May 5, 2011

Week 41, Recipe 1: Mediterranean Salad


NOTES
  • This was actually a really filling dinner and very tasty!
  • Cut up the veggies, except for the tomato, ahead of time and make the dressing ahead of time too to save on meal prep time.
  • Recipe modified slightly from The Best of America's Test Kitchen
INGREDIENTS
  • 1 cucumber, peeled and halved lengthwise, cut into small chunks
  • 1 pint grape tomatoes, quartered (or chopped regular-sized tomato)

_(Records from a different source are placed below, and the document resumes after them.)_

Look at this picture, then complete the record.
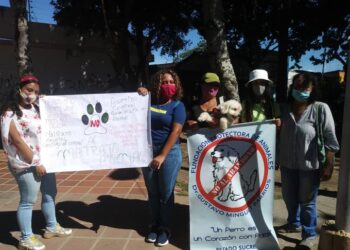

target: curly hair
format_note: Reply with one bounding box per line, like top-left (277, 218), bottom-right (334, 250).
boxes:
top-left (151, 69), bottom-right (183, 103)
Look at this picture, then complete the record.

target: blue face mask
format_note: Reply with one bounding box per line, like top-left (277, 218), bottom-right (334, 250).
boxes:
top-left (292, 89), bottom-right (310, 102)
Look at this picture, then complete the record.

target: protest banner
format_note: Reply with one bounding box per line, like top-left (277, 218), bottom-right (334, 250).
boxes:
top-left (188, 120), bottom-right (279, 250)
top-left (39, 92), bottom-right (152, 173)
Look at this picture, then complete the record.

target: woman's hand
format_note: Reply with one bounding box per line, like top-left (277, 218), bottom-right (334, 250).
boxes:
top-left (36, 165), bottom-right (47, 177)
top-left (185, 120), bottom-right (198, 130)
top-left (137, 87), bottom-right (149, 96)
top-left (207, 117), bottom-right (220, 128)
top-left (274, 118), bottom-right (282, 129)
top-left (150, 154), bottom-right (166, 170)
top-left (320, 161), bottom-right (333, 181)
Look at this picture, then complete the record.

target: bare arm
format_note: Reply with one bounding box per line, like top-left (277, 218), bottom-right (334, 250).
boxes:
top-left (9, 120), bottom-right (33, 164)
top-left (9, 120), bottom-right (46, 176)
top-left (150, 122), bottom-right (183, 169)
top-left (320, 103), bottom-right (339, 181)
top-left (320, 150), bottom-right (335, 181)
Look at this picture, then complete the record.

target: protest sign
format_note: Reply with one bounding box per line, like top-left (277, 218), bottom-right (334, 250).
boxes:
top-left (39, 92), bottom-right (152, 173)
top-left (188, 121), bottom-right (279, 250)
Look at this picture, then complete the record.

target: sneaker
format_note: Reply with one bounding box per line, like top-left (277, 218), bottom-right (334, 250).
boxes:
top-left (43, 223), bottom-right (72, 239)
top-left (156, 231), bottom-right (169, 247)
top-left (299, 236), bottom-right (317, 249)
top-left (18, 235), bottom-right (46, 250)
top-left (145, 231), bottom-right (157, 243)
top-left (276, 223), bottom-right (302, 233)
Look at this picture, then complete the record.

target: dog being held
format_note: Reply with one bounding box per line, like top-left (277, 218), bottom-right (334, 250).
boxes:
top-left (197, 108), bottom-right (220, 124)
top-left (217, 99), bottom-right (242, 130)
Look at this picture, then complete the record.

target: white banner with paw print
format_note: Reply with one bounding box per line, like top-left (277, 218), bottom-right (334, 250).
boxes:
top-left (39, 93), bottom-right (152, 173)
top-left (187, 120), bottom-right (279, 250)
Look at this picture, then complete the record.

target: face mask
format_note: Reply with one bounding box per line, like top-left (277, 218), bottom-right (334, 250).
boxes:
top-left (19, 90), bottom-right (38, 104)
top-left (292, 89), bottom-right (310, 102)
top-left (160, 84), bottom-right (176, 100)
top-left (201, 85), bottom-right (219, 98)
top-left (252, 84), bottom-right (266, 96)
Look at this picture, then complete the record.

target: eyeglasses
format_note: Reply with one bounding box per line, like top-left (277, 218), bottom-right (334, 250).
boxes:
top-left (161, 80), bottom-right (175, 84)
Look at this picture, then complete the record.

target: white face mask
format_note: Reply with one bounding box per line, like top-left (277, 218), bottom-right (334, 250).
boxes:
top-left (252, 84), bottom-right (266, 96)
top-left (19, 90), bottom-right (38, 104)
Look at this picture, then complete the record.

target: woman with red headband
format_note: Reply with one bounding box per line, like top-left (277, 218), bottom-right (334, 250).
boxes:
top-left (0, 74), bottom-right (72, 250)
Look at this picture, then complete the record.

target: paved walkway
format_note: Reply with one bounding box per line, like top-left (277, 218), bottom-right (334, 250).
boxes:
top-left (0, 150), bottom-right (338, 250)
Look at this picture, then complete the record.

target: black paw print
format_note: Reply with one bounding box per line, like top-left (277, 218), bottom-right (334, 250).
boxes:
top-left (82, 102), bottom-right (109, 134)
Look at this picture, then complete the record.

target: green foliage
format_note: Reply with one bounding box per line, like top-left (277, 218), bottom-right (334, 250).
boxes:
top-left (173, 39), bottom-right (206, 62)
top-left (50, 0), bottom-right (349, 76)
top-left (310, 15), bottom-right (350, 69)
top-left (51, 0), bottom-right (194, 60)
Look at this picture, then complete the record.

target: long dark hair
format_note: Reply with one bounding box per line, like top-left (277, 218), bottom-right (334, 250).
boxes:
top-left (287, 73), bottom-right (319, 104)
top-left (244, 80), bottom-right (275, 122)
top-left (151, 69), bottom-right (183, 104)
top-left (1, 79), bottom-right (40, 118)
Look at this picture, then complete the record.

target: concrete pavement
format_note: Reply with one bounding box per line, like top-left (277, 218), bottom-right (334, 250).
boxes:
top-left (0, 150), bottom-right (338, 250)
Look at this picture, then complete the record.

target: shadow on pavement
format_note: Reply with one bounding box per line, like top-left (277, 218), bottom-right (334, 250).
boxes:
top-left (56, 195), bottom-right (190, 249)
top-left (275, 232), bottom-right (300, 245)
top-left (282, 246), bottom-right (312, 250)
top-left (0, 210), bottom-right (63, 248)
top-left (318, 189), bottom-right (337, 198)
top-left (0, 211), bottom-right (19, 248)
top-left (108, 168), bottom-right (141, 180)
top-left (318, 210), bottom-right (335, 221)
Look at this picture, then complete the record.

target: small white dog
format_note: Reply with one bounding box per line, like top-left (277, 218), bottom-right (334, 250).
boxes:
top-left (217, 100), bottom-right (242, 130)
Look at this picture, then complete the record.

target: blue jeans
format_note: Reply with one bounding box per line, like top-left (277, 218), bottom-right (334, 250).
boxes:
top-left (142, 143), bottom-right (182, 232)
top-left (11, 167), bottom-right (58, 240)
top-left (280, 167), bottom-right (320, 239)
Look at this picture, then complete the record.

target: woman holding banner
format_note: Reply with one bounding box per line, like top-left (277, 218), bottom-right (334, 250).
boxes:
top-left (186, 72), bottom-right (222, 129)
top-left (137, 69), bottom-right (186, 247)
top-left (240, 69), bottom-right (280, 123)
top-left (277, 72), bottom-right (339, 248)
top-left (0, 74), bottom-right (72, 250)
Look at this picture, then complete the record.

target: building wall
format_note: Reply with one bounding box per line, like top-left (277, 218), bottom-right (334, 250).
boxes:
top-left (0, 6), bottom-right (136, 99)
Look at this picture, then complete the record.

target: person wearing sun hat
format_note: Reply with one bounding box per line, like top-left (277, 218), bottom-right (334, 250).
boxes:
top-left (240, 69), bottom-right (280, 123)
top-left (186, 72), bottom-right (224, 129)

  • 3 tbsp extra virgin olive oil
  • 2 tbsp red wine vinegar
  • 1 garlic clove, minced
  • 1 15-oz can chickpeas, drained and rinsed
  • Kalamata olives, halved
  • 1/2 small red onion, chopped
  • 1/2 c. chopped fresh parsley
  • Lettuce - romaine hearts or another crunchy variety works well with this salad
  • 4 oz feta cheese, crumbled
  • Salt and pepper to taste
DIRECTIONS
1. Whisk the oil, vinegar, and garlic together in a large bowl. Add the cucumber, tomatoes, chickpeas, olives, onion, and parsley. Toss and let stand at room temp to blend the flavors for 5 minutes.
2. Add the lettuce and feta and toss to combine. Season with salt and pepper to taste and serve.